Full-spectrum colonoscopy (FUSE) appears to have a clear advantage over standard colonoscopy in the detection of colonic lesions. The main feature of FUSE is an expanded viewing angle, which results in a significantly broader diagnostic spectrum. In addition to having identical technical features as the standard forward-viewing devices that are currently available on the market, FUSE allows for easy switching between a high-resolution viewing mode, from standard 160-degree, up to 330-degree “full-spectrum” viewing [912]. Increasing the field of vision makes this method more effective in diagnosing lesions located in blind spots, which are usually invisible to standard forward-viewing devices. Gralnek et al. in their pilot, prospective, single-centre study with total enrolment of 50 individuals, presented excellent results of FUSE feasibility in colorectal screening, polyp surveillance, and diagnostic evaluation [9]. The main goal of this study was to estimate the rate in caecal intubation, which was achieved in all cases examined. Moreover, some collateral endpoints were measured, such as the time to reach the caecum, withdrawal time, and total procedure time, with no acute and delayed adverse events observed as well as generally high patient satisfaction and high endoscopist subjective evaluation of this method. These favourable outcomes should prompt wide consideration of full-spectrum colonoscopy in clinical practice and further technical advancement in visualisation ranges of emerging devices [912].

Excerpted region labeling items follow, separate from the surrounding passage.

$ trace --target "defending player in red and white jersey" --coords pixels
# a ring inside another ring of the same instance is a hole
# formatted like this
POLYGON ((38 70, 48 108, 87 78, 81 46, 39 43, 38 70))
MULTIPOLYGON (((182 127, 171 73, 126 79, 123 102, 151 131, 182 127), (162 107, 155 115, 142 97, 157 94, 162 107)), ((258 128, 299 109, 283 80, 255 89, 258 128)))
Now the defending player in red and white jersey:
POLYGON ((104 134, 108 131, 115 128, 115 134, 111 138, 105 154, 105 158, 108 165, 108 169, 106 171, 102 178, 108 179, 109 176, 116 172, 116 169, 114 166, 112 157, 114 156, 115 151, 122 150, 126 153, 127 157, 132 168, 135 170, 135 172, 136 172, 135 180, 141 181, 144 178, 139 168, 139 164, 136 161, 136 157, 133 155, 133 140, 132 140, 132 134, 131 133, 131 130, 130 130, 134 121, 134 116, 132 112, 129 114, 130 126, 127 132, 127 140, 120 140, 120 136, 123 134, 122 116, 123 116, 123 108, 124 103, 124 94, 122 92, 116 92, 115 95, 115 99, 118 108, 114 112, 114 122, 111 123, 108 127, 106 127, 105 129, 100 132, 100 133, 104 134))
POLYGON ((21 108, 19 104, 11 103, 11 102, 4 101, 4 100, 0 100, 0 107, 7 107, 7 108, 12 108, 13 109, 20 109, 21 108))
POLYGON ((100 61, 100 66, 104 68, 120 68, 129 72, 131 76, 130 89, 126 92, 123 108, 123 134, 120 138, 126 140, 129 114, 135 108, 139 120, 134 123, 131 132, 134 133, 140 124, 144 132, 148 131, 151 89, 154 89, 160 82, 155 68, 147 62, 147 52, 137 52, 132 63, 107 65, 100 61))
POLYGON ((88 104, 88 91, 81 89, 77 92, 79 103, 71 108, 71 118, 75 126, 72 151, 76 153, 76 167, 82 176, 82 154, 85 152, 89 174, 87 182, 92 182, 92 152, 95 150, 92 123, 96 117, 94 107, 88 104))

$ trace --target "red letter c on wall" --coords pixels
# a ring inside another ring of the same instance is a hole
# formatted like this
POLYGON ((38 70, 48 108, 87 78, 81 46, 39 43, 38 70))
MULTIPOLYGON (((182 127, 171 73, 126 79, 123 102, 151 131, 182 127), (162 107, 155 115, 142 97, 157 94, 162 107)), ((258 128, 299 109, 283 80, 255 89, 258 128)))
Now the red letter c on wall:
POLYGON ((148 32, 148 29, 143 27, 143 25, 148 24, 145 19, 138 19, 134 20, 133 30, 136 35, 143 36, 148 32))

According to our experience with the utilisation of full-spectrum endoscopy, we would like to support the findings of Gralnek et al., showing that this recently introduced diagnostic method is safe and efficacious in the detection of colonic lesions, especially in anatomic locations considered to be challenging for standard scoping. Although in our study the total number of adenomas detected with utilisation of full-spectrum colonoscopy (FUSE) was higher, especially when located in the middle and right side of the colon, we did not find a statistically significant difference in adenoma detection rate when compared with standard viewing. Potential distorting factors impacting the adenoma detection rate (ADR) were the high experience level of all endoscopists enrolled and the location of the study in a high-volume endoscopic centre (average 9000 colonoscopies annually).

In conclusion, full-spectrum colonoscopy allows for effective recognition of pathological lesions in the right and middle regions of the colon. Although it did not statistically affect ADR, the absolute number of adenomas detected was higher than with traditional SFV endoscopy.

Conflict of interest

The authors declare no conflict of interest.